| 16.49 Uhr

Wetter in NRW
Unwetter vorbei - aber starker Regen bleibt

Überflutung in Hamminkeln und Schermbeck
Überflutung in Hamminkeln und Schermbeck FOTO: nikolei
In vielen Teilen von NRW wird es weiter Starkregen geben. Trotzdem entspannt sich die Lage allmählich. Das Schlimmste sei erst mal überstanden, meinten Wetterexperten. Sorgenvolle Blicke galten erneut der Issel und dem Deich in Hamminkeln.

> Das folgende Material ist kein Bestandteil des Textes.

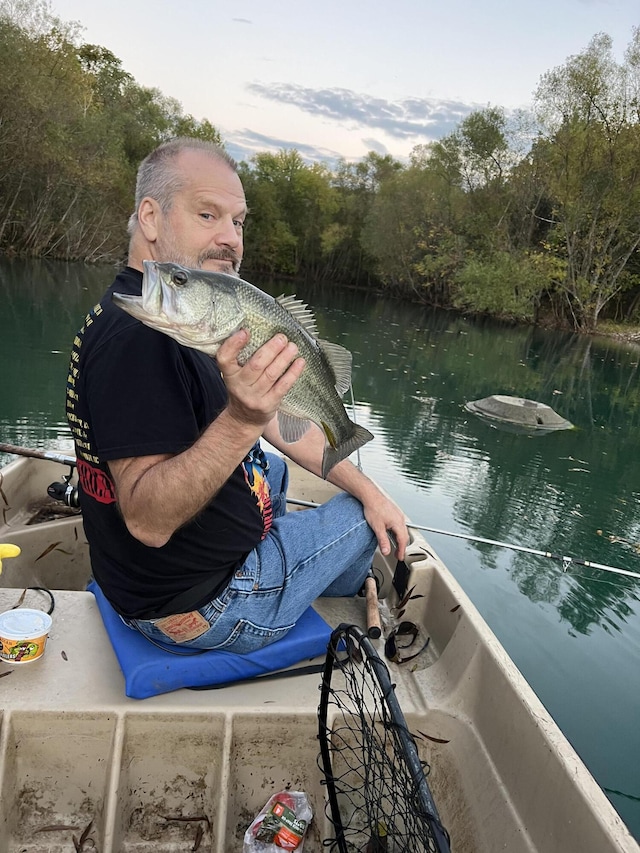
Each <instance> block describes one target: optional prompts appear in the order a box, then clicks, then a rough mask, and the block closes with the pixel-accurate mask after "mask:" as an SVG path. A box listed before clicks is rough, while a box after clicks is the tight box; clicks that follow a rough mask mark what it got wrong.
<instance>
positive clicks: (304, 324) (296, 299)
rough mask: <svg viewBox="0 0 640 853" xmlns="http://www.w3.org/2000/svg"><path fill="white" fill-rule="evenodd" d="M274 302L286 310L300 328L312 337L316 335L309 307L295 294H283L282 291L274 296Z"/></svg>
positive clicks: (317, 336) (317, 334)
mask: <svg viewBox="0 0 640 853" xmlns="http://www.w3.org/2000/svg"><path fill="white" fill-rule="evenodd" d="M276 302H278V303H279V304H280V305H281V306H282V307H283V308H284V309H285V311H288V312H289V314H291V316H292V317H293V318H294V320H296V321H297V322H298V323H300V325H301V326H302V328H303V329H304V330H305V331H306V332H308V333H309V334H310V335H311V336H312V337H313V338H317V337H318V327H317V325H316V318H315V316H314V314H313V311H312V310H311V308H309V306H308V305H307V304H306V303H305V302H303V301H302V300H301V299H298V297H297V296H285V295H284V293H281V294H280V296H276Z"/></svg>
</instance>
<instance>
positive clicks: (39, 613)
mask: <svg viewBox="0 0 640 853" xmlns="http://www.w3.org/2000/svg"><path fill="white" fill-rule="evenodd" d="M50 628H51V616H49V614H48V613H45V612H44V611H42V610H30V609H29V608H28V607H17V608H16V609H15V610H7V611H5V612H4V613H0V637H6V638H7V639H9V640H31V639H33V638H35V637H42V636H43V635H44V634H48V633H49V629H50Z"/></svg>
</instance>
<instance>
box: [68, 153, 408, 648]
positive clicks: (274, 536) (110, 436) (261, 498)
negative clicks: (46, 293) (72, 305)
mask: <svg viewBox="0 0 640 853" xmlns="http://www.w3.org/2000/svg"><path fill="white" fill-rule="evenodd" d="M246 213H247V208H246V202H245V197H244V191H243V188H242V184H241V181H240V179H239V176H238V174H237V171H236V165H235V163H234V161H233V160H231V158H229V157H228V156H227V154H226V153H225V152H224V150H223V149H221V148H219V147H217V146H215V145H212V144H210V143H206V142H202V141H199V140H194V139H175V140H172V141H170V142H168V143H165V144H164V145H161V146H160V147H159V148H158V149H156V150H155V151H154V152H152V153H151V154H150V155H149V156H148V157H147V158H146V159H145V160H144V161H143V163H142V165H141V167H140V170H139V173H138V181H137V187H136V211H135V213H134V214H133V216H132V217H131V219H130V222H129V233H130V238H131V239H130V246H129V258H128V265H127V267H126V269H125V270H124V271H123V272H122V273H120V275H118V276H117V278H116V280H115V282H114V283H113V285H112V286H111V288H110V289H109V290H108V291H107V293H106V294H105V296H104V298H103V299H102V301H101V302H100V304H99V305H97V306H96V307H95V308H94V309H93V311H91V312H90V314H89V315H88V316H87V318H86V320H85V324H84V326H83V327H82V329H81V330H80V332H79V333H78V335H77V336H76V338H75V341H74V347H73V351H72V356H71V365H70V373H69V380H68V386H67V417H68V420H69V425H70V427H71V430H72V432H73V435H74V439H75V443H76V452H77V457H78V473H79V481H80V500H81V506H82V510H83V518H84V525H85V531H86V535H87V539H88V541H89V546H90V550H91V561H92V568H93V572H94V576H95V579H96V581H97V583H98V584H99V585H100V587H101V588H102V589H103V591H104V592H105V594H106V596H107V598H108V599H109V600H110V601H111V603H112V605H113V606H114V608H115V609H116V610H117V611H118V612H119V613H120V615H121V616H122V617H123V619H124V620H125V621H126V622H127V624H129V625H130V626H131V627H134V628H137V629H138V630H139V631H141V632H142V633H144V634H145V635H147V636H148V637H150V638H151V639H153V640H160V641H162V642H165V643H180V644H186V645H188V646H193V647H196V648H221V649H226V650H229V651H234V652H238V653H245V652H249V651H252V650H254V649H256V648H259V647H261V646H264V645H266V644H268V643H271V642H273V641H274V640H277V639H278V638H279V637H281V636H283V635H284V634H285V633H286V632H287V631H288V630H289V629H290V628H291V627H292V626H293V625H294V624H295V622H296V620H297V619H298V617H299V616H300V615H301V614H302V612H303V611H304V610H305V609H306V608H307V607H308V605H309V604H310V603H311V602H312V601H313V600H314V599H315V598H316V597H317V596H318V595H322V594H325V595H353V594H354V593H356V592H357V591H358V590H359V589H360V587H361V585H362V583H363V581H364V579H365V577H366V574H367V571H368V569H369V567H370V565H371V559H372V556H373V552H374V550H375V547H376V543H378V544H379V545H380V548H381V550H382V552H383V553H384V554H388V553H390V551H391V543H390V538H389V534H388V531H389V532H391V534H393V536H394V537H395V540H396V542H397V556H398V558H399V559H401V558H402V557H403V555H404V548H405V546H406V543H407V538H408V536H407V530H406V527H405V523H404V516H403V514H402V512H401V511H400V510H399V508H398V507H397V506H396V505H395V504H394V503H393V502H391V501H390V500H388V499H387V498H386V497H385V496H384V495H383V494H382V493H381V492H380V490H379V489H378V488H377V487H376V486H375V485H374V483H372V482H371V481H370V480H369V479H368V478H367V477H366V476H365V475H364V474H362V473H361V472H360V471H359V470H358V469H357V468H356V467H355V466H353V465H352V464H351V463H350V462H349V461H347V460H345V461H343V462H341V463H339V464H338V465H336V466H335V467H334V468H333V469H332V471H331V472H330V475H329V478H328V479H329V480H330V481H331V482H333V483H335V484H336V485H337V486H339V487H341V488H342V489H343V490H344V491H345V492H346V493H347V494H343V495H339V496H337V497H335V498H333V499H332V500H331V501H329V502H328V503H327V504H326V505H324V506H322V507H320V508H318V509H316V510H311V511H307V512H299V513H287V514H285V513H284V510H285V498H286V485H287V472H286V466H285V465H284V463H283V461H282V460H281V459H279V458H278V457H276V456H275V455H274V454H269V455H268V458H267V456H266V455H265V454H264V453H263V452H262V450H261V448H260V444H259V439H260V437H261V436H264V438H265V439H267V440H268V441H269V442H270V443H271V444H272V445H274V446H275V447H276V448H278V449H280V450H282V451H284V452H286V454H287V455H288V456H289V457H291V458H292V459H294V460H295V461H296V462H298V463H299V464H301V465H303V466H304V467H305V468H307V469H308V470H310V471H312V472H314V473H317V474H319V472H320V463H321V459H322V453H323V448H324V436H323V434H322V433H321V431H320V430H319V429H317V428H316V427H315V426H312V428H310V429H309V430H308V431H307V433H306V434H305V435H304V437H303V438H302V439H300V440H299V441H297V442H295V443H294V444H285V443H284V442H283V440H282V438H281V436H280V434H279V431H278V425H277V418H276V417H275V415H276V411H277V409H278V406H279V405H280V401H281V400H282V398H283V397H284V395H285V394H286V393H287V391H288V390H289V389H290V388H291V387H292V386H293V385H294V383H295V382H296V380H297V379H298V378H299V376H300V374H301V373H302V371H303V369H304V360H303V359H302V358H299V357H296V356H297V348H296V346H295V344H294V343H292V342H291V341H288V340H287V339H286V338H285V337H284V335H281V334H278V335H276V336H275V337H274V338H272V339H271V340H270V341H268V342H267V343H266V344H264V346H262V347H261V348H260V349H258V350H257V351H256V352H255V353H254V355H253V356H252V357H251V358H250V359H249V361H248V362H247V363H246V364H245V365H244V366H242V367H241V366H240V365H239V364H238V361H237V357H238V354H239V353H240V351H241V349H242V348H243V347H244V345H245V344H246V342H247V340H248V332H247V331H246V330H241V331H238V332H237V333H235V334H234V335H233V336H232V337H231V338H229V339H228V340H227V341H226V342H225V343H224V344H223V345H222V346H221V347H220V349H219V351H218V355H217V356H216V359H215V361H214V360H213V359H211V358H210V357H209V356H206V355H204V354H203V353H201V352H198V351H197V350H192V349H188V348H186V347H182V346H181V345H179V344H178V343H176V342H175V341H174V340H172V339H171V338H169V337H168V336H166V335H163V334H161V333H159V332H156V331H154V330H152V329H149V328H147V327H146V326H143V325H142V324H141V323H140V322H139V321H137V320H135V319H133V318H132V317H130V316H129V315H128V314H126V313H125V312H123V311H121V310H120V309H119V308H117V307H116V306H115V304H114V303H113V302H112V299H111V297H112V294H113V293H114V292H116V293H135V294H140V292H141V283H142V274H141V271H142V269H143V265H142V262H143V260H147V259H152V260H157V261H174V262H177V263H180V264H182V265H184V266H187V267H201V268H203V269H209V270H216V271H219V272H225V273H231V274H237V273H238V270H239V268H240V262H241V260H242V251H243V224H244V220H245V216H246Z"/></svg>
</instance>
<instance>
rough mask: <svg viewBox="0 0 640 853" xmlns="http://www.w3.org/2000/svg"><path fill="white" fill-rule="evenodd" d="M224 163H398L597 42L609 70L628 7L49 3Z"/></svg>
mask: <svg viewBox="0 0 640 853" xmlns="http://www.w3.org/2000/svg"><path fill="white" fill-rule="evenodd" d="M51 10H52V11H53V12H54V14H56V15H57V16H59V17H60V18H61V19H62V20H63V21H78V22H79V23H80V25H81V26H82V28H83V30H82V32H81V39H82V40H83V41H85V42H89V43H93V44H99V45H102V46H104V47H107V48H109V50H111V51H112V52H113V53H114V54H115V55H116V56H117V57H118V58H119V59H120V60H121V61H122V64H123V67H124V69H125V70H126V71H128V72H129V73H130V74H132V75H133V77H134V78H135V79H136V81H137V82H138V83H139V84H141V85H143V86H148V87H155V88H158V89H160V90H161V91H162V92H163V94H165V95H168V96H172V97H174V98H176V99H177V100H178V101H180V103H181V104H182V106H183V108H184V110H185V112H187V113H191V114H192V115H194V116H195V117H196V118H197V119H203V118H207V119H208V120H209V121H210V122H211V123H212V124H214V125H215V126H216V127H217V128H218V129H219V130H220V131H221V133H222V136H223V139H224V141H225V143H226V144H227V147H228V148H229V150H230V152H231V153H232V154H233V155H234V156H236V157H239V158H247V157H249V156H250V155H251V153H252V152H255V151H263V150H278V149H279V148H297V149H298V151H300V153H301V154H302V155H303V156H304V157H305V158H307V159H310V160H313V159H325V160H335V159H336V158H337V157H345V158H347V159H358V158H360V157H362V156H363V155H365V154H366V153H367V151H371V150H373V151H377V152H379V153H381V154H387V153H388V154H391V155H393V156H395V157H398V158H404V157H406V156H407V155H408V154H409V152H410V151H411V149H412V148H413V147H414V146H415V145H417V144H420V143H425V142H429V141H430V140H433V139H438V138H440V137H442V136H444V135H445V134H447V133H450V132H451V131H452V130H453V129H454V128H455V126H456V125H457V124H458V123H459V121H460V120H461V119H463V118H464V117H465V116H466V115H468V114H469V112H470V111H472V110H474V109H478V108H481V107H486V106H488V105H491V106H500V107H504V108H505V109H507V110H512V109H517V108H525V109H526V108H527V107H528V106H530V105H531V102H532V99H533V94H534V92H535V90H536V88H537V86H538V83H539V82H540V78H541V77H542V75H543V74H545V73H546V72H547V71H550V70H551V69H553V68H555V67H557V66H560V65H563V64H564V63H565V61H566V60H567V58H568V57H569V56H571V55H575V54H577V53H580V52H581V51H583V50H584V49H585V48H586V47H587V46H588V44H589V42H590V40H591V39H592V38H593V36H594V35H595V34H597V33H600V32H604V33H606V34H607V35H609V36H611V38H612V39H613V46H614V53H615V55H616V58H617V59H618V60H622V58H623V55H624V51H625V49H626V47H627V45H628V44H629V42H630V40H631V38H632V35H633V28H634V27H637V26H640V5H639V4H638V0H537V2H535V3H529V2H527V3H525V2H523V0H484V2H482V3H479V2H477V0H447V2H446V3H445V2H442V0H437V2H436V0H396V2H391V3H384V4H383V3H380V2H376V0H373V2H368V3H356V2H349V0H341V2H338V0H324V2H321V3H309V2H305V0H271V1H270V2H265V0H236V2H235V3H228V2H226V3H222V2H219V0H153V2H152V0H109V2H103V1H102V0H92V2H91V3H87V2H86V0H51Z"/></svg>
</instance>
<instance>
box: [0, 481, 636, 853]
mask: <svg viewBox="0 0 640 853" xmlns="http://www.w3.org/2000/svg"><path fill="white" fill-rule="evenodd" d="M292 479H293V480H296V483H297V486H296V489H295V494H296V497H301V498H305V499H309V500H315V501H321V500H323V499H324V497H325V494H324V492H323V489H324V488H325V487H326V484H320V486H319V487H318V485H317V483H311V482H309V483H307V481H306V480H305V479H304V478H300V477H298V478H297V479H296V477H292ZM9 486H10V482H9V478H8V477H7V478H6V480H5V482H4V494H5V496H6V495H8V496H9V497H8V499H7V503H8V504H10V503H11V490H10V488H9ZM14 503H15V504H16V505H17V501H14ZM7 515H8V518H7V521H6V523H5V526H4V528H0V541H14V542H19V544H21V547H22V546H24V553H26V554H28V555H29V560H30V561H37V562H35V563H33V565H37V566H38V569H37V573H36V574H37V577H38V578H42V577H44V576H46V564H47V561H48V560H51V559H55V560H57V561H58V562H59V561H60V559H61V552H62V558H63V560H66V561H68V562H69V564H70V565H77V566H80V564H81V562H82V560H81V557H80V555H79V554H78V553H76V545H77V547H78V548H79V547H80V546H81V545H82V544H83V543H82V533H78V527H77V525H78V524H79V523H80V522H79V519H73V518H71V519H62V520H60V521H53V522H48V523H47V524H45V525H41V526H40V527H41V528H46V530H44V532H43V531H42V530H41V531H39V532H38V534H37V535H38V537H42V538H41V541H40V540H38V541H37V542H36V544H33V542H34V536H35V534H33V533H32V534H28V533H25V530H24V528H23V525H22V521H20V523H15V519H16V518H17V517H18V516H17V515H15V516H13V517H12V516H11V514H10V513H7ZM32 529H33V528H32ZM63 529H64V531H65V533H66V539H64V541H63V538H62V537H63ZM70 529H73V531H74V532H73V533H72V534H70V533H69V530H70ZM79 529H80V531H81V527H80V528H79ZM11 532H12V536H11V538H8V533H11ZM47 543H49V544H48V545H47ZM54 543H55V547H51V546H52V545H54ZM56 552H57V555H56ZM376 560H377V563H376V568H377V570H378V572H379V573H381V574H383V575H384V583H383V585H382V589H381V596H382V599H383V600H382V602H381V607H382V612H383V615H384V617H385V626H386V631H387V632H388V630H389V627H390V626H391V624H392V622H393V619H394V615H396V613H397V610H395V611H394V608H396V605H397V603H398V600H397V596H396V595H395V591H394V589H393V586H392V583H391V580H392V576H393V570H394V565H393V564H392V562H391V561H389V560H384V559H383V558H382V557H380V555H377V558H376ZM13 562H17V558H16V561H13ZM393 562H395V561H393ZM407 563H408V565H409V566H410V569H411V581H410V583H411V585H415V593H416V597H415V598H414V599H412V600H411V601H409V602H408V603H407V605H406V612H405V613H404V614H403V615H402V619H408V620H410V621H413V622H414V623H415V624H417V625H419V626H420V627H421V636H422V637H423V638H426V637H427V636H428V637H429V638H430V643H429V647H428V649H427V651H426V652H425V653H423V654H421V655H420V656H419V657H418V658H416V659H415V660H414V661H412V662H410V663H406V664H395V663H391V662H389V663H388V666H389V669H390V672H391V677H392V681H393V682H394V683H395V685H396V694H397V697H398V700H399V703H400V706H401V708H402V710H403V712H404V714H405V717H406V720H407V724H408V726H409V729H410V730H411V731H412V732H414V733H416V732H419V733H421V734H420V736H419V737H416V741H417V744H418V748H419V751H420V756H421V759H422V760H423V761H425V762H427V763H428V764H429V766H430V768H431V771H430V774H429V777H428V780H429V785H430V788H431V791H432V793H433V796H434V799H435V802H436V804H437V806H438V809H439V812H440V816H441V818H442V821H443V823H444V825H445V826H446V827H447V829H448V831H449V833H450V835H451V841H452V844H451V847H452V850H453V851H455V853H498V851H507V853H534V851H538V853H613V851H619V853H622V852H623V851H625V853H638V851H639V850H640V848H639V847H638V845H637V844H636V842H635V841H634V840H633V838H632V837H631V836H630V834H629V833H628V831H627V830H626V828H625V827H624V825H623V823H622V821H621V820H620V818H619V817H618V815H617V814H616V812H615V811H614V809H613V808H612V806H611V805H610V804H609V802H608V800H607V799H606V798H605V796H604V794H603V793H602V791H601V790H600V788H599V787H598V786H597V785H596V783H595V781H594V780H593V778H592V777H591V775H590V774H589V773H588V771H587V770H586V768H585V767H584V765H583V764H582V762H581V761H580V759H579V758H578V756H577V755H576V753H575V752H574V751H573V749H572V748H571V746H570V745H569V744H568V743H567V741H566V739H565V738H564V736H563V735H562V734H561V732H560V731H559V729H558V728H557V726H556V725H555V723H554V722H553V721H552V720H551V718H550V717H549V715H548V714H547V712H546V710H545V709H544V707H543V706H542V704H541V703H540V702H539V700H538V699H537V697H536V696H535V694H534V693H533V691H532V690H531V688H530V687H529V685H528V684H527V683H526V681H525V680H524V679H523V678H522V676H521V675H520V673H519V672H518V670H517V669H516V667H515V666H514V665H513V663H512V662H511V660H510V659H509V658H508V656H507V655H506V653H505V651H504V649H503V648H502V647H501V645H500V644H499V642H498V641H497V639H496V638H495V636H494V635H493V634H492V632H491V631H490V630H489V629H488V627H487V626H486V624H485V623H484V621H483V620H482V619H481V617H480V615H479V614H478V613H477V611H476V609H475V608H474V606H473V604H472V603H471V601H470V600H469V599H468V597H467V596H466V595H465V593H464V591H463V590H462V589H461V588H460V587H459V585H458V584H457V582H456V581H455V579H454V578H453V577H452V576H451V574H450V573H449V572H448V571H447V569H446V567H445V566H444V565H443V564H442V563H441V562H440V560H439V559H438V558H437V555H435V554H434V552H433V551H432V550H431V549H430V547H428V546H427V544H426V543H425V542H424V540H422V539H417V540H415V541H414V542H413V543H412V545H411V547H410V551H409V555H408V557H407ZM9 565H10V561H7V563H6V564H5V573H4V576H3V578H2V580H3V582H5V583H6V582H7V581H8V580H9V579H10V577H11V576H13V577H15V574H13V575H11V573H10V572H9V570H8V567H9ZM74 571H75V569H74ZM34 577H35V575H34ZM21 583H24V585H30V583H31V579H30V578H21ZM47 585H49V586H54V585H53V584H47ZM22 590H23V587H22V586H20V585H18V584H16V585H15V586H11V587H3V588H0V611H4V610H6V609H10V608H11V607H13V606H14V605H15V604H16V602H17V601H18V598H19V597H20V595H21V593H22ZM28 595H29V596H34V595H38V593H36V592H29V593H28ZM54 595H55V601H56V606H55V611H54V622H53V627H52V630H51V633H50V638H49V642H48V644H47V649H46V652H45V654H44V656H43V657H42V659H41V660H39V661H36V662H34V663H31V664H27V665H22V666H10V665H6V664H0V676H2V677H1V678H0V696H1V703H2V712H1V718H0V850H2V851H7V853H18V851H21V853H32V852H33V853H36V851H37V852H38V853H39V851H52V853H53V851H55V853H57V851H63V850H70V849H73V848H72V844H71V837H70V836H71V835H72V834H73V833H72V831H71V830H69V829H55V827H69V826H72V827H75V828H76V833H75V834H76V836H79V835H80V834H81V833H82V830H83V829H84V828H85V827H87V826H88V825H89V823H90V822H91V821H93V826H92V829H91V834H90V835H91V838H92V840H93V842H94V844H95V848H96V849H97V850H100V851H101V853H128V851H136V853H146V851H154V853H156V851H158V853H164V851H166V853H169V851H178V850H192V849H195V846H196V838H195V833H196V831H197V826H202V829H203V830H204V834H203V835H202V838H201V839H200V841H199V843H198V848H199V849H200V850H201V851H212V853H213V851H216V853H233V851H241V850H242V838H243V834H244V831H245V830H246V828H247V827H248V826H249V824H250V823H251V821H252V820H253V818H254V817H255V815H256V814H257V813H258V811H259V810H260V809H261V807H262V806H263V805H264V803H265V802H266V801H267V799H268V798H269V797H270V796H271V794H273V793H275V792H277V791H279V790H282V789H290V790H301V791H305V792H306V793H307V795H308V796H309V798H310V801H311V805H312V808H313V810H314V814H315V818H314V821H313V824H312V826H311V828H310V832H309V836H308V839H307V840H306V842H305V853H314V851H320V850H321V849H323V840H324V839H326V838H327V837H330V836H331V829H330V825H329V823H328V820H327V819H326V817H325V813H324V811H325V801H326V789H325V787H324V785H323V782H322V774H321V772H320V770H319V769H318V753H319V745H318V739H317V733H318V716H317V709H318V702H319V685H320V676H319V675H317V674H316V675H299V676H295V677H293V678H291V677H290V678H287V679H286V680H285V679H275V680H266V681H260V680H259V679H258V680H256V681H254V682H251V683H242V684H237V685H231V686H227V687H224V688H222V689H217V690H204V691H200V690H198V691H192V690H184V689H183V690H178V691H175V692H173V693H167V694H163V695H161V696H156V697H152V698H150V699H145V700H142V701H140V700H135V699H130V698H127V697H126V696H125V693H124V678H123V675H122V672H121V671H120V668H119V666H118V663H117V659H116V657H115V654H114V652H113V650H112V648H111V645H110V641H109V639H108V636H107V634H106V631H105V629H104V626H103V623H102V619H101V617H100V613H99V611H98V608H97V604H96V602H95V599H94V597H93V595H92V594H91V593H89V592H85V591H80V590H78V589H77V588H76V589H58V590H55V591H54ZM314 606H315V607H316V608H317V610H318V611H319V612H320V613H321V615H323V616H324V618H325V619H326V620H327V621H328V622H329V623H330V624H331V625H333V626H336V625H338V624H339V623H340V622H343V621H347V622H353V623H356V624H359V625H360V626H362V627H364V622H365V605H364V600H363V599H358V598H355V599H349V600H346V599H341V600H339V601H337V600H336V599H330V600H329V599H327V600H322V599H319V600H317V601H316V603H315V605H314ZM396 618H397V615H396ZM376 644H377V647H378V649H379V651H380V655H381V656H383V645H384V639H383V638H382V639H381V640H380V641H374V645H376ZM205 815H206V817H207V822H203V821H201V822H190V821H171V820H167V819H166V818H167V817H171V816H174V817H175V816H181V817H189V816H192V817H193V816H205ZM51 827H54V829H51ZM45 830H46V831H45ZM88 837H89V836H88ZM85 849H86V850H88V849H90V847H86V848H85Z"/></svg>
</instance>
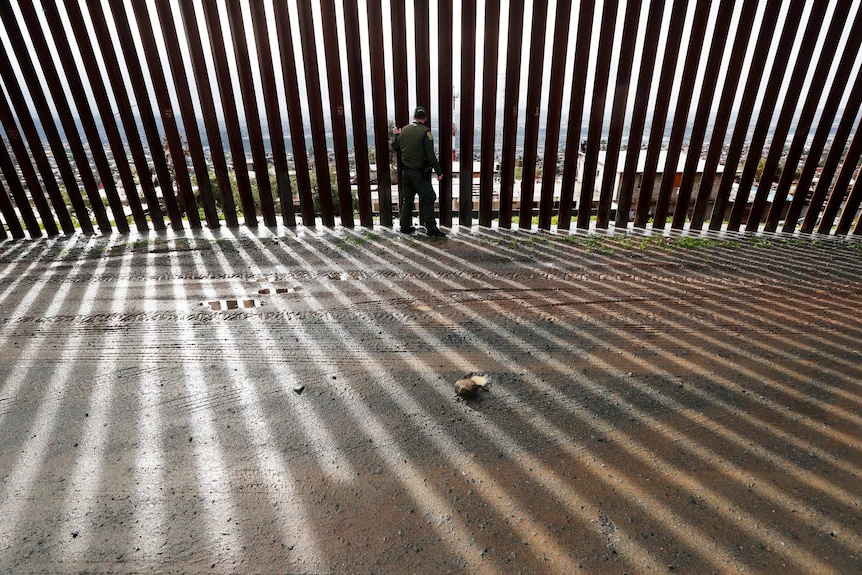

Nach einer turbulenten Nacht mit Unwetter und Starkregen hat sich die Situation in NRW am Samstag weitgehend entspannt. Obwohl auch weiterhin mit Regen gerechnet werden müsse, sei das Schlimmste wohl erst mal überstanden, hieß es vom Deutschen Wetterdienst (DWD). Die vielen Einsatzkräfte, die in der Nacht zu Samstag vielerorts mobilisiert worden waren, konnten nach und nach wieder abrücken. Überflutete Straßen und aufgeweichte Deiche blieben dennoch unter Beobachtung. "Wir gehen aber von keinen weiteren großen Vorkommnissen aus", sagte ein Feuerwehrsprecher in Hamminkeln.

Vor allem in Hamminkeln im Kreis Wesel war der Ort vor allem in der Nacht in Alarmbereitschaft. Ein Deich drohte aufgrund der stark angeschwollenen Issel zu brechen. Dank mehrerer hundert Feuerwehrleute und tausender Sandsäcken konnte die Situation jedoch unter Kontrolle gebracht werden. Ab Mittag stieg der Pegel dann allerdings wieder an. "Durch den anhaltenden Regen steht die Issel gerade auf 1,30 Meter", sagte ein Feuerwehrsprecher aus Wesel am Nachmittag. "Wir erwarten noch einen weiteren Anstieg, aber bis 1,50 Meter ist das kein Problem. Der Deich ist stabil und die Lage momentan entspannt."

In Borken stand zeitweise ein gesamter Ortsteil unter Wasser: Durch das Hochwasser in der Bocholter Aa war Gemen in der Nacht großflächig überflutet. Im Laufe des Samstag seien die meisten Straßen und Flächen wieder zugängig gewesen. "Trotz des anhaltenden Hochwassers gibt es keine neuen Überflutungen", berichtete die örtliche Feuerwehr. Einsatzkräfte wurden zurückgezogen. Einige Brücken sollten aber noch genauer begutachtet werden. Ein größeres Gebäude habe Schaden genommen.

Im Bahnverkehr gab es einige Störungen und Verspätungen aufgrund von Unwetterschäden. Zeitweise musste der Fernverkehr zwischen Köln und Frankfurt eingestellt werden. "Es kam zu mehreren Hangrutschen an beiden Rheinseiten, so dass die Strecke Köln - Frankfurt zeitweise gesperrt werden musste", sagte ein Bahnsprecher. Bis in den Nachmittag seien aber alle Störungen behoben worden.

Riesige Hagelkörner sorgen für Schäden FOTO: Kerstin de Haas

Die Sonne wird sich laut Prognosen so schnell nicht durchkämpfen. An der feucht-tristen Lage in NRW werde sich höchstens vorübergehend etwas ändern. Die Kaltfront samt Niederschlag verlagere sich in der Nacht zu Sonntag über die Ländergrenze hinweg, hieß es beim DWD. Der Regenschirm werde aber auch am Sonntag wichtiges Utensil bleiben. Vom Westen ziehen neue Gewitter und Schauer über das Land hinweg. "Diese werden von der Intensität aber nicht mehr so sein, wie wir es die Tage erlebt haben."

In der Nacht zu Freitag hatte es in Teilen von NRW schwere Unwetter gegeben. Dabei fielen Hagelkörner groß wie Golfbälle vom Himmel.